In the alley, as she helps Aaron by holding out the plastic bag for him to throw in beer and wine bottles, she imagines the man from the hotel is the son of a sheikh who’s fallen in love with her—a poor Zabbaleen girl. Imagining holding his hand and sitting beside him on the black leather seat as the car shoots away, she can’t help blushing when she thinks about what might have happened if he’d stopped to speak to her.
While Shareen invents, Aaron reflects. Swinging the clanking bags on the cart with hands stinking of beer, he pushes hair from his face to glance
back at the glass doors of the Imperial Hotel. The smoky doors revolve as guests enter and leave the hotel, but the Virgin Mary is nowhere to be seen today. For a second his mind goes blank. A small voice inside his head doubts he ever saw her in the first place and his world shrinks with the thought that this road, these cars, that wide sky are all there really is to this hard, lonely life.
Back on the cart as they skirt the edge of the city, Aaron starts monitoring his stepbrother’s breathing. A couple of times it seems as if Lijah might push him into the road again, so staying alert is always on his mind. By the time the silence of Mokattam settles on them like old sheets, Lijah has calmed down, Shareen is a princess in love with a man she saw for only ten seconds, and Aaron’s lost in a vision he saw on the Imperial Hotel’s glass doors.
Once the chaos of the main road is left behind, the pony begins to stagger, gasping heavily and barely able to move in a straight line. Aaron and Shareen get down and walk slowly beside the cart as they enter the village. Aaron pats the pony’s drooping neck and hot ears, trying to calm himself by studying the tiny arrows of glass on the dusty ground that glitter in the sun.
Stumbling farther past a man bashing a broken cupboard to bits with a hammer, Aaron doesn’t notice the pony’s right knee buckling until the cart comes to a sharp stop. There’s a flapping sound, mixed with a strained creaking from the cart, as the pony sinks to the ground.
Aaron quickly unhooks the shaft and the bags topple, thumping and rolling off the sides as the pony shudders.
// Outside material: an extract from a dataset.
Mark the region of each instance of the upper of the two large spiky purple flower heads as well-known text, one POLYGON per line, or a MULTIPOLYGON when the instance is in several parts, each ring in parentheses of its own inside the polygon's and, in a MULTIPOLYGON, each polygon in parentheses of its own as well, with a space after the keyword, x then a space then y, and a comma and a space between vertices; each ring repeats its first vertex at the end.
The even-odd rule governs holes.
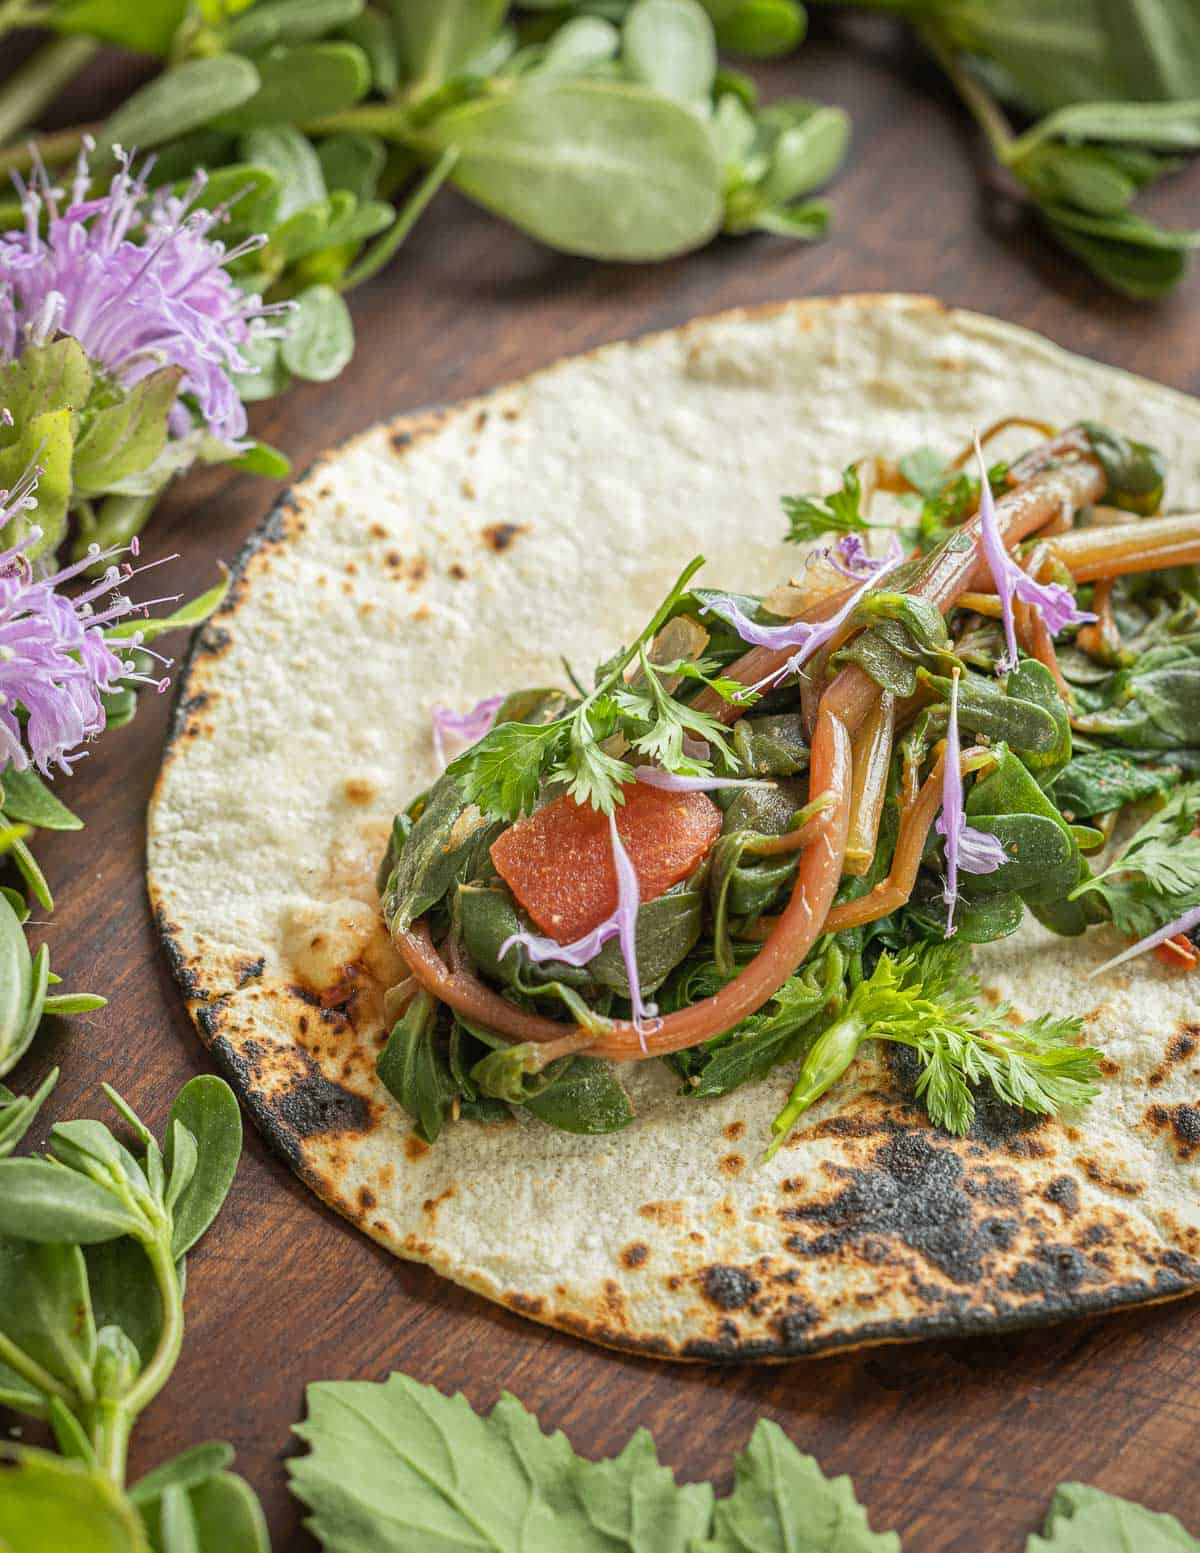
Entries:
POLYGON ((87 141, 65 205, 43 166, 28 188, 17 180, 25 230, 0 239, 0 356, 64 332, 126 388, 160 367, 182 367, 171 432, 192 429, 186 396, 213 436, 236 444, 245 407, 231 374, 255 370, 241 346, 278 309, 239 290, 224 266, 265 238, 227 252, 210 238, 227 210, 192 210, 205 172, 182 199, 151 194, 152 163, 135 175, 124 154, 109 193, 87 199, 90 149, 87 141))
Shareen jumps clear of the crashing bags in time to stand over Aaron as he leans in and cups the pony’s clamped mouth in his hands. Shareen watches the pony grunt a last breath and flop to the ground before scooting home as if her life depends on it.
The reins loose in his hands, Lijah can’t believe his eyes. A pony is a precious animal that can’t easily be replaced, and the fear on his face reflects what they and everyone watching is thinking: That family’s finished now.